Court Opinion

ID: 9656955
Source: CourtListenerOpinion
Date Created: 2023-08-23 20:09:10.649978+00
Date Added: 2024-06-11T18:13:39.069535
License: Public Domain

VANDE WALLE, Justice,
concurring and dissenting.
I concur with the majority that the True Businesses did not constitute a unitary business on the record before us. Because, as the majority opinion observes, we should defer to agency expertise in construing “a law which is of a complex and technical nature,” I agree we should affirm that determination. But it is because of the complexity of the law that I cannot agree with the majority’s disposition of the second issue, i.e., whether or not the Trues abandoned their claim for a refund based on their first amended returns.
There is nothing inherently evil in taxpayers attempting to reduce their tax obligations through the use of existing statutes and rules and regulations. When the Trues attempted to claim a refund based on separate entity formulary apportionment, those claims were denied. The denial was noninformative except to advise the Trues of their right to file an administrative complaint “which must state in detail the factual and legal basis for your claim for refund.” The Trues could have filed a complaint challenging the denial of the refund claim which they based on a separate entity formulary appointment; rather, they filed a complaint seeking a refund based on unitary principles.
Waiver and abandonment of an appeal is a voluntary relinquishment of a known right and must be made intentionally and with knowledge of the circumstances. Bindel v. Iowa Manufacturing Co. of Cedar Rapids, 197 N.W.2d 552 (Iowa 1972). Had the law regarding these various provisions been clear; had the Commissioner adopted formal rules and regulations setting forth her interpretation of those laws and had her denial of the first refund claim been informative rather than formalistic, I would agree that the Trues abandoned their first refund claim by filing a second claim based on the unitary combined method of reporting. None of those conditions existed.
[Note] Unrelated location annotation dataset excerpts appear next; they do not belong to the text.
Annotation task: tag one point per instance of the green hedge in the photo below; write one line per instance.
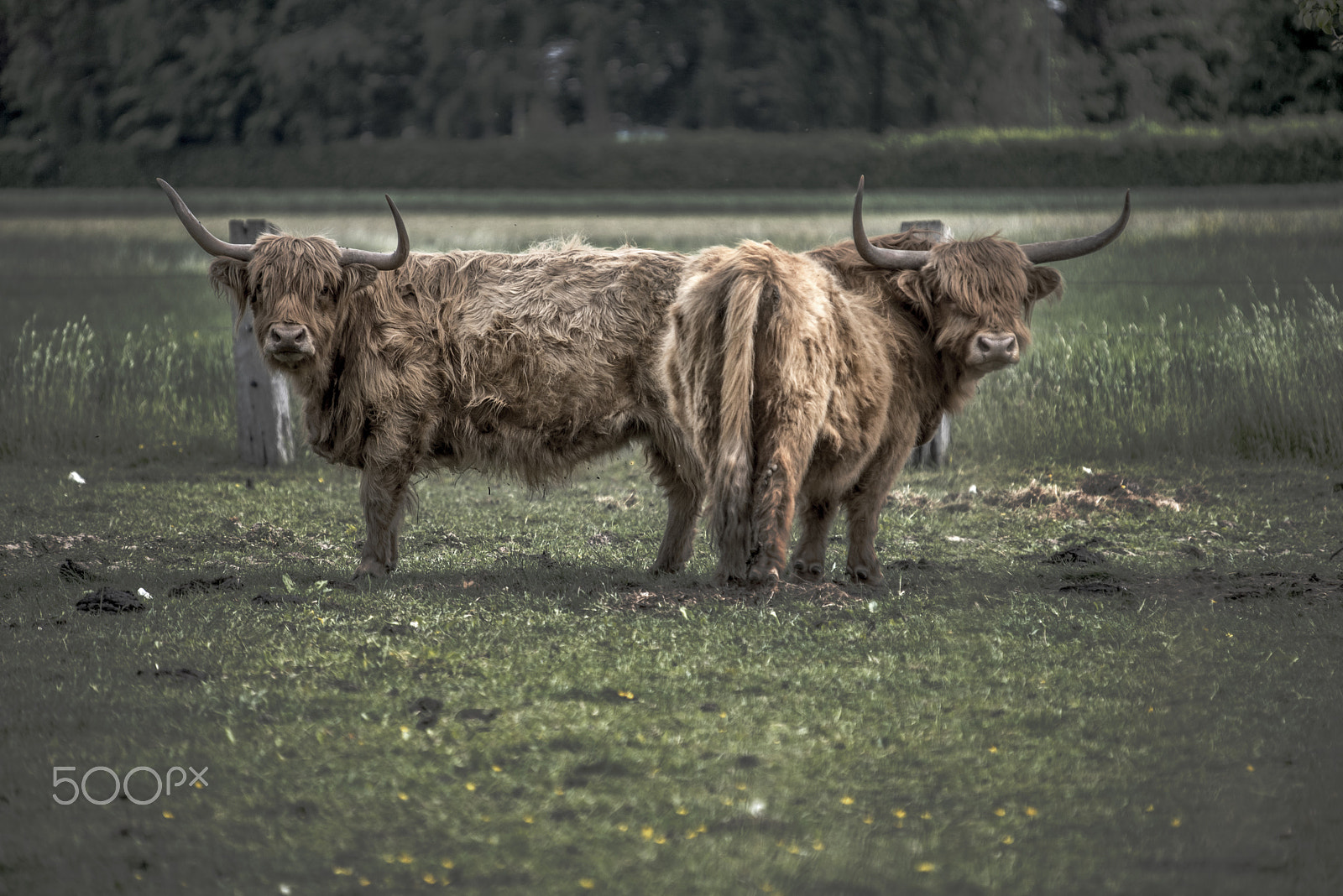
(1260, 152)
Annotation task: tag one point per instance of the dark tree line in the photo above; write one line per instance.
(163, 73)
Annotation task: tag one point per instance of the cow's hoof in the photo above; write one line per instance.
(865, 575)
(371, 569)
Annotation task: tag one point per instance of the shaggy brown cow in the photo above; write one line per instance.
(805, 380)
(527, 364)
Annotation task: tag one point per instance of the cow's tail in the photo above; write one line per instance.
(738, 374)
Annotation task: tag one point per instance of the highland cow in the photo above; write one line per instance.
(527, 364)
(805, 380)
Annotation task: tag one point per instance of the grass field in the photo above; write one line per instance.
(1111, 665)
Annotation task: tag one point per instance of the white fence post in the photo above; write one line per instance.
(933, 454)
(265, 428)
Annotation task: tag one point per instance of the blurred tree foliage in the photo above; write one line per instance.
(165, 73)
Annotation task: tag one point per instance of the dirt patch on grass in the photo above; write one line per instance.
(823, 595)
(1098, 492)
(39, 544)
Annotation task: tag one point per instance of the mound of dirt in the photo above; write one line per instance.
(109, 600)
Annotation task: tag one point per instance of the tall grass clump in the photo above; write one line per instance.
(71, 392)
(1266, 383)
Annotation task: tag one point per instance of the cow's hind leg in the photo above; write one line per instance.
(682, 483)
(864, 503)
(384, 492)
(816, 517)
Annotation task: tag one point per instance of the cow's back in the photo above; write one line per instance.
(547, 357)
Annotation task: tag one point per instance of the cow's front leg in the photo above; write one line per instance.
(383, 491)
(864, 503)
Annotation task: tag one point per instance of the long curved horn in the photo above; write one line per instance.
(205, 239)
(383, 260)
(890, 259)
(1064, 250)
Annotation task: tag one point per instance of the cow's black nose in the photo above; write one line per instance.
(285, 336)
(997, 345)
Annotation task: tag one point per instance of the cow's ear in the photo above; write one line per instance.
(1041, 282)
(230, 277)
(917, 295)
(358, 277)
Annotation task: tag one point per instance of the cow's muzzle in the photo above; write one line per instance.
(993, 351)
(289, 344)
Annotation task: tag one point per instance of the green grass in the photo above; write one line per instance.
(660, 735)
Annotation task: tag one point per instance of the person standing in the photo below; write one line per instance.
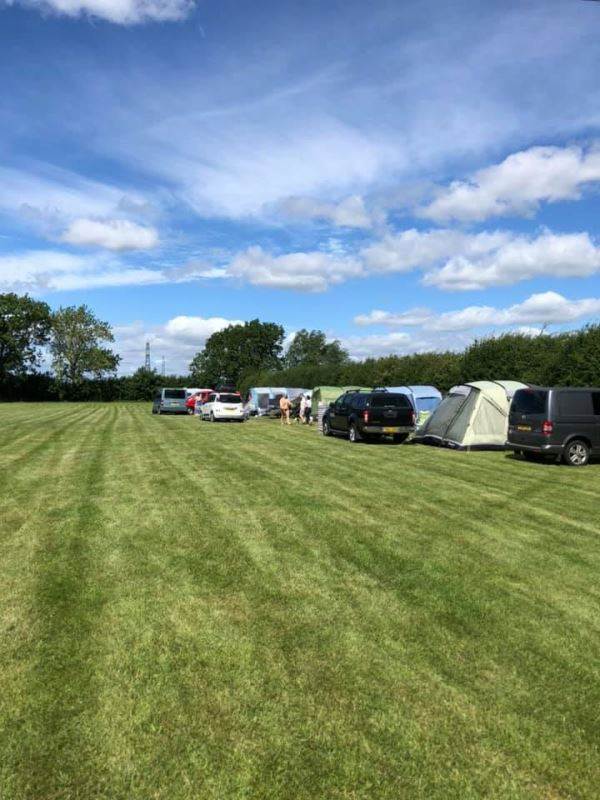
(307, 409)
(284, 407)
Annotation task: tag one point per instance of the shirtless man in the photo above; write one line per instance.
(284, 407)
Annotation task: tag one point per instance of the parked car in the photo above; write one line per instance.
(370, 415)
(224, 406)
(560, 422)
(169, 401)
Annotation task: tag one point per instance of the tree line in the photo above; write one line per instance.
(66, 355)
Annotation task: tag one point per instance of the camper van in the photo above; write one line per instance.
(169, 401)
(562, 423)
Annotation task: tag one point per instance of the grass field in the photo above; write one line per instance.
(207, 611)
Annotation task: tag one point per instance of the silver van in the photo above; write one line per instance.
(169, 401)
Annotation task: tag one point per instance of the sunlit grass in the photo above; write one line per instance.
(222, 611)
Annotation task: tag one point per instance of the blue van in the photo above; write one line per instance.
(169, 401)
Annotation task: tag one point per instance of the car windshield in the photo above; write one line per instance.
(388, 399)
(529, 401)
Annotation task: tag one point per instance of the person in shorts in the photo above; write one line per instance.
(284, 407)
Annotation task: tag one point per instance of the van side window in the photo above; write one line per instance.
(575, 404)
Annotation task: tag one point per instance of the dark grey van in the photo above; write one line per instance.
(559, 422)
(169, 401)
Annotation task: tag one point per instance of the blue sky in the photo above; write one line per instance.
(403, 175)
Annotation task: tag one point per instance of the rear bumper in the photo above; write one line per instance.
(543, 449)
(381, 429)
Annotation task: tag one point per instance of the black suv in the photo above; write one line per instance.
(370, 415)
(559, 422)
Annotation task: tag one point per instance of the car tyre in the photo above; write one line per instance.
(577, 453)
(353, 434)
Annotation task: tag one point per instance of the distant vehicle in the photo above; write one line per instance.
(370, 415)
(559, 422)
(195, 400)
(169, 401)
(223, 406)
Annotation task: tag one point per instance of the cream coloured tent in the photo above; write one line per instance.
(472, 416)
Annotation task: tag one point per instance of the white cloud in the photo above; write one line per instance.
(178, 340)
(348, 213)
(197, 328)
(546, 308)
(413, 249)
(111, 234)
(398, 343)
(122, 12)
(51, 271)
(518, 184)
(309, 272)
(412, 317)
(519, 258)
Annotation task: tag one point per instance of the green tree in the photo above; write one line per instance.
(24, 329)
(312, 348)
(76, 345)
(237, 350)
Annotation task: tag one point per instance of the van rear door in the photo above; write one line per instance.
(574, 413)
(528, 411)
(391, 410)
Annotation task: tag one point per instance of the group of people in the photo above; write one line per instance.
(285, 406)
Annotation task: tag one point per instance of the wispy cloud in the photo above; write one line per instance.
(547, 308)
(121, 12)
(178, 340)
(111, 234)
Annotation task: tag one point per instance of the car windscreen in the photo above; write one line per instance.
(529, 401)
(388, 399)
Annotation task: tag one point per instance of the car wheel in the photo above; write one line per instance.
(353, 434)
(577, 453)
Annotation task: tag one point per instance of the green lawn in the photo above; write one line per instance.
(220, 611)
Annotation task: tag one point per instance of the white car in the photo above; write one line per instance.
(223, 406)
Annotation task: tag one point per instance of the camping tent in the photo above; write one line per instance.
(473, 416)
(425, 399)
(258, 400)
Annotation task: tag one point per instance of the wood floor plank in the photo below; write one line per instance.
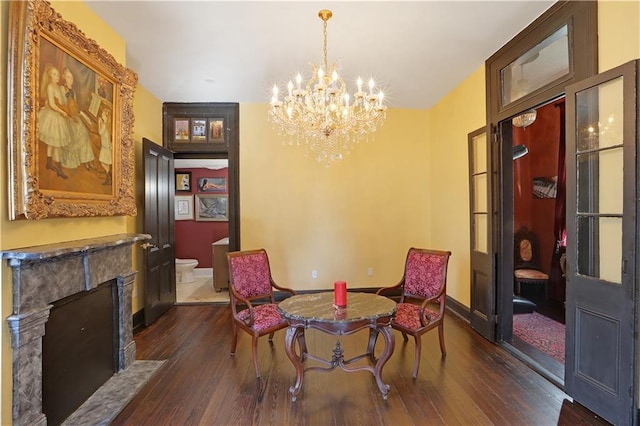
(477, 383)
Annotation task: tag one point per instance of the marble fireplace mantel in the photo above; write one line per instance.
(47, 273)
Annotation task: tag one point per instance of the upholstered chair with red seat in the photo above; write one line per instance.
(422, 297)
(253, 305)
(529, 279)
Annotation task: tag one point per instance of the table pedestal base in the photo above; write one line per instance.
(295, 332)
Rather than written administrative rules, the Commissioner relied on “long-standing” policies. The law is not clear and, as the majority opinion concedes, there is little published authority addressing the unity of ownership requirement of the three-unities test, the primary factor in the first issue before us. Although I agree that the lack of written rules should not be used as a weapon against the Commissioner in her construction of the statute, neither do I believe the Commissioner should use it as a weapon in her argument that the Tax Department’s unwritten policies were so well known to the Trues that their filing of the administrative complaints constituted an abandonment of the first claim for refund. The only thing made apparent in the denials of the claims for refund was that whatever the claim, or the basis of the claim, it would be denied by the Commissioner. In this respect the Trues might well have believed they were involved in a shell game in which, only after picking the shell they believed appropriate, would the Commissioner reveal her interpretation of the law contained under that shell.
I cannot agree that under the facts of this case, involving statutes that were not previously construed and unwritten policies, the action of the Trues in filing the formal complaint constitutes an abandonment of their prior position. I do not know if the Trues are entitled to a refund under the separate entity formulary apportion*594ment method but equity demands they be permitted to pursue that claim for a refund. I would remand with direction that the Trues’s formal complaint be construed to include that claim for refund or that they be permitted to file a complaint based on that claim and that the procedures for consideration of that complaint proceed before the Commissioner.